Three weeks ago a dear friend was made redundant. She had planned on working full time for about another six months before retiring yet this new lifestyle had been thrust upon her unexpectedly.
She was very unhappy about it. While she had enough money to retire comfortably and live to be at least 100, she felt like she wasn’t ready. When I questioned her on why, she said because she read that working for 48 years was an ideal amount of time and the redundancy had cut that just a little short.
I can understand her feelings completely – a change that significant without warning is scary and change is something that we all struggle to deal with. But thinking about Heather made me believe that there isn’t really a “right” time for us to retire despite what the magazines tell us.
There’s no golden age, there’s no set amount of money you need to have before you make the decision final and there’s nothing that will completely replace employment. So why are we told to wait for that “right” time based on these things?
In Heather’s case, simply having a “right” time made her life more difficult than necessary when the unexpected redundancy came.

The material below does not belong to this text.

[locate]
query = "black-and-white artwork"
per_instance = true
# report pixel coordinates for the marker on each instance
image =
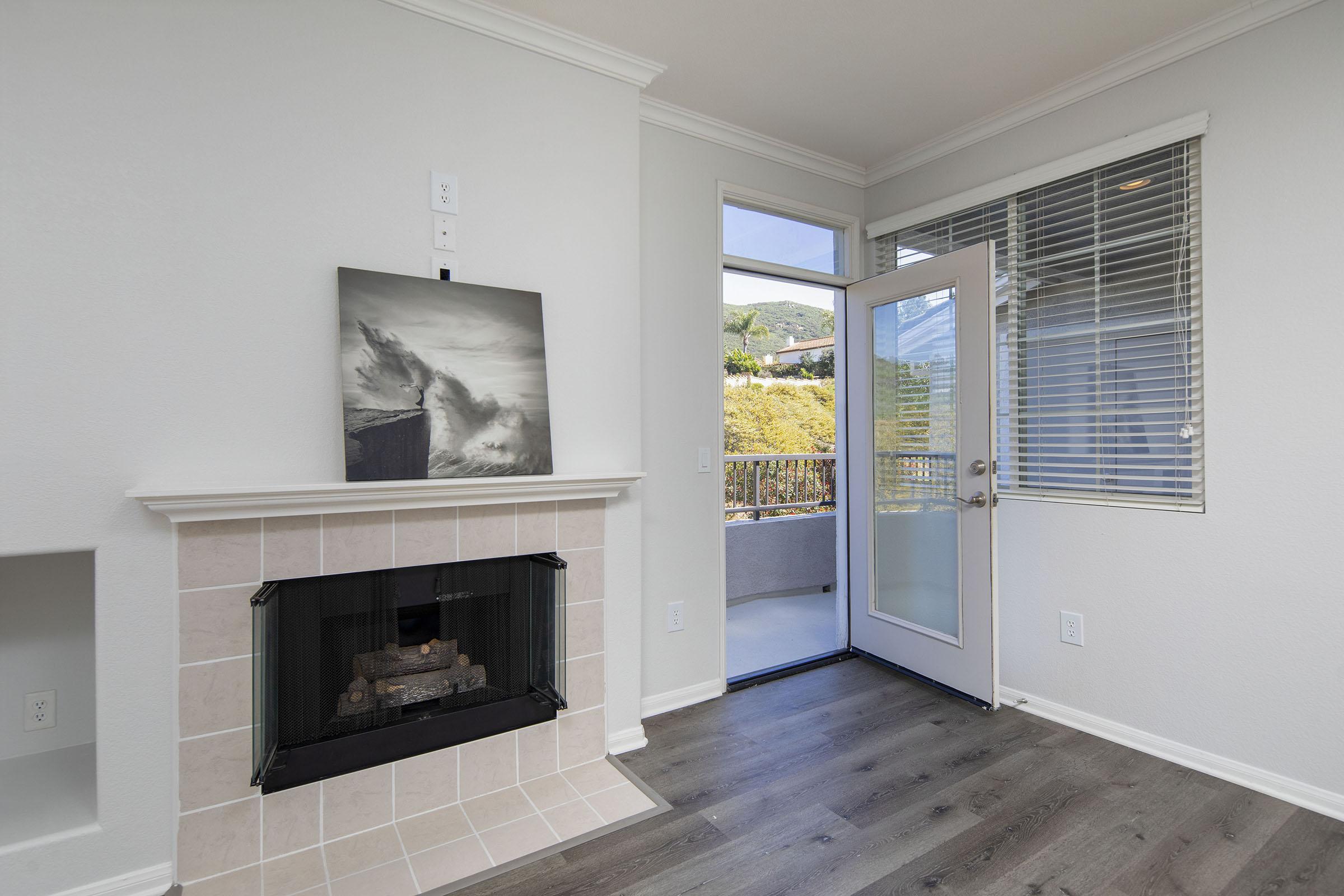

So after thinking about it, I developed my own set of rules to help people find their own “right” time to retire.
1. When you feel comfortable with your finances and lifestyle
When you are happy that you can finance your quality of life throughout retirement at a balanced level with some security for the “just in case” moments, that is when you should be comfortable with the idea of retiring. Not because an accountant told you about a golden number that your bank and super accounts should read. It should be an amount that suits you, your choices and the lifestyle you want to live.
2. When you have enough planned that you can relax while stay healthy and connected
Retiring and just doing nothing can be difficult especially if you suddenly lose isolation. If you have commitments that allow for you to relax and enjoy your newfound free time while keeping healthy, active and socially connected. Having an amount of commitments that suit you to regular exercise, social events and hobbies before you retire means you can have a happy transition.
3. When you know how you want to spend your newfound free time
If you know that you want to give back and volunteer, if you know that you want to travel, if you know that you want to start a business venture or dedicate your time to a sport or hobby that you love, that is when you should retire. Retiring with no plan can lead to a lack of engagement, boredom and depression. By having goals and a list of things you want to do and achieve to give you purpose you will enjoy this new phase.
So when you’re thinking about retirement, don’t base your plans around someone else’s advice or numbers. Base your plans on what is right for you, base your plans on what will help you to find a lifestyle that is happy, healthy and gives you purpose.